85 — Open-World Knowledge Graph Completion

Baoxu Shi & Tim Weninger (1711.03438)

Read on 14 November 2017
#neural-network  #graph-theory  #knowledge-graph  #natural-language  #nlp 

Knowledge graphs are essentially relationship edgelists, where each edge is a relationship between $h$ (head), with a relationship $r$ to $t$ (tail).

For example, $<Earth, BelongsTo, SolarSystem>$ and $<Earth, Orbits, Sol>$ are both relationships that use Earth as a head entity. $<Mars, Orbits, Sol>$ also uses Sol as a tail entity.

These graphs are commonly “closed-world”, meaning that the KG includes every relationship that is applicable to a world, and every world rule is represented in the graph.

Another common implementation of KGs — “open world” — enables the “expectation” of probablistically extant but unknown rules. This task is known as Knowledge Graph Completion. For example, in the above KG, $<Mars, BelongsTo, SolarSystem>$ is one relationship that might be predicted without being supplied.

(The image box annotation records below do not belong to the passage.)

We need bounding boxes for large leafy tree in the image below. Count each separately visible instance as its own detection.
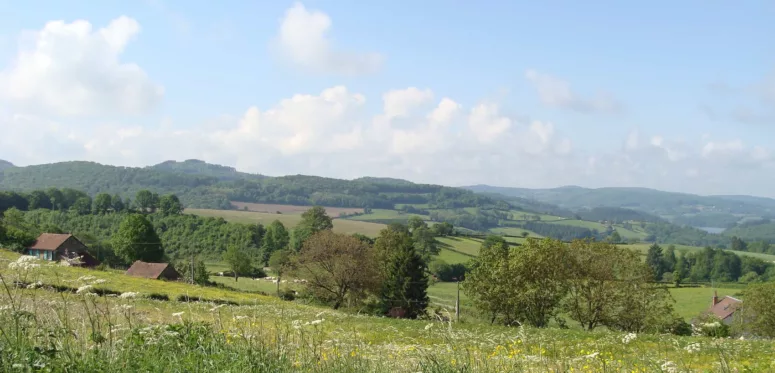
[646,244,665,280]
[374,225,428,318]
[735,282,775,338]
[462,236,516,325]
[223,245,253,281]
[135,189,154,212]
[113,214,164,263]
[563,240,648,330]
[110,194,126,212]
[261,220,290,265]
[94,193,113,214]
[70,196,92,215]
[293,229,378,309]
[290,206,334,252]
[159,194,183,215]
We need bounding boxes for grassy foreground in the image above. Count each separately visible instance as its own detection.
[0,251,775,373]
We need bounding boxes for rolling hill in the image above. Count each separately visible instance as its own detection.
[465,185,775,228]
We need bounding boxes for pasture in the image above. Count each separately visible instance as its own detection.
[0,248,775,373]
[231,201,363,218]
[619,243,775,262]
[184,209,385,237]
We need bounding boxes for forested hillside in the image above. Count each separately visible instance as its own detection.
[0,160,495,209]
[465,185,775,228]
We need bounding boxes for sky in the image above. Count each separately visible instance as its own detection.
[0,0,775,197]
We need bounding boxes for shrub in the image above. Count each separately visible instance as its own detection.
[148,293,170,301]
[279,290,296,301]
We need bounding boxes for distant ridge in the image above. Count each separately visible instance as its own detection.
[0,159,16,171]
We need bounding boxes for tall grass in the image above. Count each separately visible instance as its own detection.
[0,254,775,373]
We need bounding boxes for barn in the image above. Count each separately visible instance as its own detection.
[126,260,180,281]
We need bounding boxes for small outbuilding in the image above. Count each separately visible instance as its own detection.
[707,291,743,325]
[25,233,100,267]
[126,260,180,281]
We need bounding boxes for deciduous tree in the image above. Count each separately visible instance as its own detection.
[223,244,253,282]
[261,220,290,265]
[92,193,113,214]
[159,194,183,215]
[113,214,164,263]
[293,229,378,309]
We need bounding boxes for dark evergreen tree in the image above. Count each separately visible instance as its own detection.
[374,225,428,318]
[646,244,665,280]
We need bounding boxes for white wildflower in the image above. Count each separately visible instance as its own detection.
[27,281,43,289]
[120,291,140,299]
[662,360,678,373]
[75,285,94,294]
[304,319,325,325]
[622,333,638,344]
[684,342,700,354]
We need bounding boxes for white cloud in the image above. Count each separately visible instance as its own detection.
[275,2,384,75]
[525,69,621,113]
[0,16,164,116]
[382,87,433,118]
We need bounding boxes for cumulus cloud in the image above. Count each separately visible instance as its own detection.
[525,69,622,113]
[275,2,384,75]
[0,16,164,116]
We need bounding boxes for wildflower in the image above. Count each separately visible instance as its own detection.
[622,333,638,344]
[75,285,94,294]
[27,281,43,289]
[661,360,678,373]
[684,343,700,354]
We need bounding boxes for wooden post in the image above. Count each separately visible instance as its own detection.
[455,279,460,322]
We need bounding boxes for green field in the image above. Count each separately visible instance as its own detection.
[347,209,428,221]
[6,251,775,373]
[670,287,742,320]
[185,209,385,237]
[490,227,543,238]
[509,210,565,222]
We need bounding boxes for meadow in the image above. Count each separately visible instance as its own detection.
[0,252,775,373]
[184,209,385,237]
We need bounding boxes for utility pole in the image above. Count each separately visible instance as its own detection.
[191,251,194,284]
[455,277,460,322]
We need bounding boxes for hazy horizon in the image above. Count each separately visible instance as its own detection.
[0,0,775,197]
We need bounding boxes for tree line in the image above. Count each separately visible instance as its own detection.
[646,244,775,286]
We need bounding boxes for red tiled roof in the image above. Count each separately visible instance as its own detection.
[29,233,73,251]
[708,296,743,320]
[126,260,177,278]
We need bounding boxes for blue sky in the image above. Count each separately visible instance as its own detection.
[0,0,775,196]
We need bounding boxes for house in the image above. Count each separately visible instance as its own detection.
[126,260,180,280]
[707,291,743,325]
[24,233,100,267]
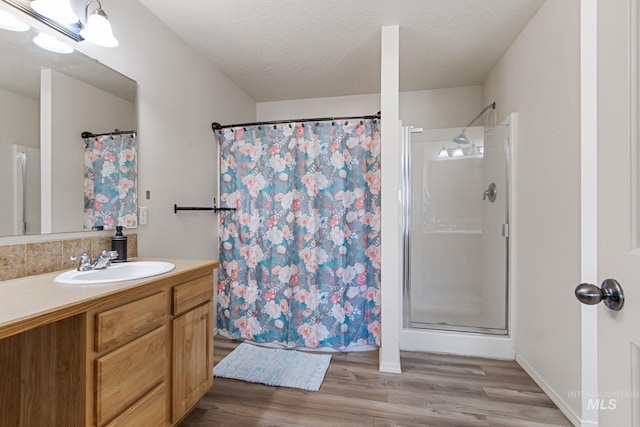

Shi and Weninger design an energy function $L(T)$ that, for a given tuple $T$, determines a “closeness” metric for the tuple compared to other tuples in the graph; this can be used both to fill in components of a tuple as well as determine the probability that a completely novel tuple exists and belongs to the graph.

They present ConMask, a TensorFlow-based system that performs KG completion using a neural-network-based $L$ based on natural language processing from Wikipedia pages or other text sources.

ConMask is particularly performant compared to its peers; predictive systems like this also have the added advantage of taking less storage space because the relationships can be guessed at runtime.

Future work aims to expand ConMask to also predict relationships that cannot be found in literature; that is, it will be able to determine relationships between objects where a relationship was not necessarily expected to exist.